A simple way to restore the health of Li-Ion batteries from portable devices


    Hi to all users of the Habr, today I will talk about how, by a rather simple method, I restore non-working Li-Ion batteries from portable devices before I got such a wonderful device like Imax B6. With this method, I restored the performance to probably three dozen batteries from different gadgets, from cameras to MP3 players, but I notice that I just restored my working capacity, I won’t be able to return the capacity in this way, and I personally haven’t seen any ways to return the capacity for this type of battery . By the way, the capacity that remains in the battery depends very much on how much the battery has spent in such a "clinical death."
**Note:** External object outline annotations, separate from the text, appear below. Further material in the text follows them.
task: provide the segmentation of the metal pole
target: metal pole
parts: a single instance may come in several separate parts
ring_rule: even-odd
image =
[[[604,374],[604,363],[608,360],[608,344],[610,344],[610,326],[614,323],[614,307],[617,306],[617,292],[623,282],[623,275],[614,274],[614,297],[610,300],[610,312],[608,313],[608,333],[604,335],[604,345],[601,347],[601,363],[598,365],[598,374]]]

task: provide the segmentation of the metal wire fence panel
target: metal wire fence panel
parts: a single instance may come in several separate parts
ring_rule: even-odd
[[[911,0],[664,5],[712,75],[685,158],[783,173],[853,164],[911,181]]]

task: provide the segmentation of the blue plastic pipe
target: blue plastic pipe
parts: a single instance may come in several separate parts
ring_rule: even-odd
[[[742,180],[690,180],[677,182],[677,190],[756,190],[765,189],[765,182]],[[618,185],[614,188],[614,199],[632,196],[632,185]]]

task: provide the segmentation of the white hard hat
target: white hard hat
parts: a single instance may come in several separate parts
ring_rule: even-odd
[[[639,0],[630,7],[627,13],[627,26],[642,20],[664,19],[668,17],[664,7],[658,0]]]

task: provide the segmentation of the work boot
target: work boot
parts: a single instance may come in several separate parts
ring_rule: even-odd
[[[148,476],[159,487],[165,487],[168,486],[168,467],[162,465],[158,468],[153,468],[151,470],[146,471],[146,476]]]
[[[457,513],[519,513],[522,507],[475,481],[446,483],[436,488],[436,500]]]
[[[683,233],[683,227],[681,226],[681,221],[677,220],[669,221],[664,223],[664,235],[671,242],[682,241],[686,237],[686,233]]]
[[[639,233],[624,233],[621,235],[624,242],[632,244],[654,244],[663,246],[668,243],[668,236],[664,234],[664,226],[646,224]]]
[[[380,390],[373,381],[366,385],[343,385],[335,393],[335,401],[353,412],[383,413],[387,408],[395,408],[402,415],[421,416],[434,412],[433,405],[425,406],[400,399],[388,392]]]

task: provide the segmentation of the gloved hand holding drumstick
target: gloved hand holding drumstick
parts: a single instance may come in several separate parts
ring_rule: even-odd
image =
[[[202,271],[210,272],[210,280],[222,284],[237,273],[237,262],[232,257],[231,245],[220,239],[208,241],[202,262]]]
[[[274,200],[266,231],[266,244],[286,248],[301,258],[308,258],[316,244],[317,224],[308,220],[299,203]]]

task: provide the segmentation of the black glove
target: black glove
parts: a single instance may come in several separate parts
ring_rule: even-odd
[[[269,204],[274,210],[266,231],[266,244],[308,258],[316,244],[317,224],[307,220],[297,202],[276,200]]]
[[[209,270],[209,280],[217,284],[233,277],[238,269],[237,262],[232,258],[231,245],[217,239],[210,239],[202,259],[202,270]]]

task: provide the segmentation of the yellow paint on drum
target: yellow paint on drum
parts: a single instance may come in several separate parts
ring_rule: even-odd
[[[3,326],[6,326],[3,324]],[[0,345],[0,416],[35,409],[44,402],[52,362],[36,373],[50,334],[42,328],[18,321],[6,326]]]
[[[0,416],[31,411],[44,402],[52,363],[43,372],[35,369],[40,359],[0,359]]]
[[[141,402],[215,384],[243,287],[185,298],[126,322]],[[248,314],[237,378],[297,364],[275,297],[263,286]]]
    I must say right away that this method does not claim to be something of the category “Wow, this is something new”, but, nevertheless, not everyone knows about it. The essence of this method is to “push” the battery.

    Here is a video of the whole process:

    (the information below will duplicate the information provided in the video)

    In order to try to bring the battery back to life, we need:

    - A power supply unit that produces a constant voltage of 5 to 12 Volts;
    - A resistor with a nominal value of 330 to 1000 Ohms, designed for a power of 0.5 W, but it would be nice for more powerful;
    - Voltmeter in order to control the voltage (optional).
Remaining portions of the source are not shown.